You were cheated, but one day the jelly beans & happiness will come back.
Lori, you are doing an amazing job of getting through the days as well as teaching people about grief and suicide. You're very brave xx
One breath at a time if that is what it takes. Love yourself and your kids. You will make it through this. No one may know what that will look or feel like not even you...but you have to believe you will wake up one day and be surprised about where you are. Hugs
Jess
Hugs sweetie. You rock.
Reading every day, but not regularly posting. Wanted to let you know I am another one holding your hand from a distance on this part of your journey. May you have the flight soon, without fear, and may it help you in finding your feet on this new, different (and eventually happy) path you are trudging on.
Stay strong, and when you cant, know there are many out here to hold you till you are again. xoxo Rufalina.
47 days is forever and the blink of an eye at the same time. Sending you love x
time is past, present and future the past is always there the present is where we survive and the future is a gift
My goodness 47 days seems so long ago but reality its not that long and look at your achievements. You are a lot more forward than backwards. Let your mind fly to happy places and memories to keep moving forward with your little angels. Tony would be so proud of you.
I am moved by your posts, by the stark harsh reality of life and beauty of humanity in your words. So full of love and compassion.
And one day becomes two, Two becomes three, and now you have reached forty seven. My. dear you have worked bloody miracles, and second by second, inch by inch the days will go by.

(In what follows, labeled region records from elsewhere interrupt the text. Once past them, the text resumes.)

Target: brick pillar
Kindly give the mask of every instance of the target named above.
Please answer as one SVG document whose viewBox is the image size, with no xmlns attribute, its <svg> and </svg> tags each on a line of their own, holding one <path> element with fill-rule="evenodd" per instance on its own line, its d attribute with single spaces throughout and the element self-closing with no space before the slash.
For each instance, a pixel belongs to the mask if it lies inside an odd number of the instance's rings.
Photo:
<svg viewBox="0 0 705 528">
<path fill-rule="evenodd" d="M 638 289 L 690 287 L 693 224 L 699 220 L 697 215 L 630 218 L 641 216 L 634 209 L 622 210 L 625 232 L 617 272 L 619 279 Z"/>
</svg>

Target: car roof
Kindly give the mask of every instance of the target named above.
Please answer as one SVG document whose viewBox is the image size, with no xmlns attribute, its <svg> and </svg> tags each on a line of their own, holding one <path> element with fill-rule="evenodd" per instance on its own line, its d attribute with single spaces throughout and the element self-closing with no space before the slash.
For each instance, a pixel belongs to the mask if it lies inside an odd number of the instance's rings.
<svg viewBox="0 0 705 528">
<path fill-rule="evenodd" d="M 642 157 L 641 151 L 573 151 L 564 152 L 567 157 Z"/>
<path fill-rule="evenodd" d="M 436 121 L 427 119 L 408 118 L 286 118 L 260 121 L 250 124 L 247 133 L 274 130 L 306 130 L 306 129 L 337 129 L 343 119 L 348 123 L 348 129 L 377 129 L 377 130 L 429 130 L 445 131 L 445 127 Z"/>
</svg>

But you dont need me to tell you all of this- you are an amazing person with the strength of a hundred- know that there are folk out there wishing you all the positivity vibes in the universe, intangibly connecting, and taking inspiration from you. xx
I've just started to read your blog, and i wanted to say that i'm really, really sorry. this sucks. i closed my blog for a while, but you can e-mail me if you want to talk about anything to a total stranger.
Big hug from down south (brazil)
Thinking of you Lori and hoping that the love and support you get here for the next 47 days continues to comfort you.
sending so much love to you Lori xxx
I hope you are going somewhere that you can have some comfort. I've been reading since this imcomprehendable event happened and my heart breaks for you and your entire family. I saw this article in the New York Times this morning and thought of you - it is about why we write about grief...
http://www.nytimes.com/2011/02/27/weekinreview/27grief.html?_r=1&hpw
OMG!!! I feel like I am reading my own story! My husband died suddenly of a heart attack right beside me in Sept 2009. Like you I was left alone with two small children to raise (2 and 4).
We met and fell in love within days of knowing each other, by 3 months we were engaged and pregnant. Not long after that came the house, a marriage and another baby. Our whole life together was squished into 5 short years.
I am still waiting for the door to open and to see him walk through it.. I know it will never happen but we all live in hope :) The point of this post is to let you know it does get easier, the pain never subsides but it does lessen. I still have moments where I break down and cry, cry for the dad my children miss so much, the husband I yearn to hold again and yet like you I must keep going, for the girls and all that this world has on offer.
I too question what else is yet to come, like a booming drum I am waiting for the sun to fade and the credits to roll... this is not my life, not one I set out to make and yet it is my reality.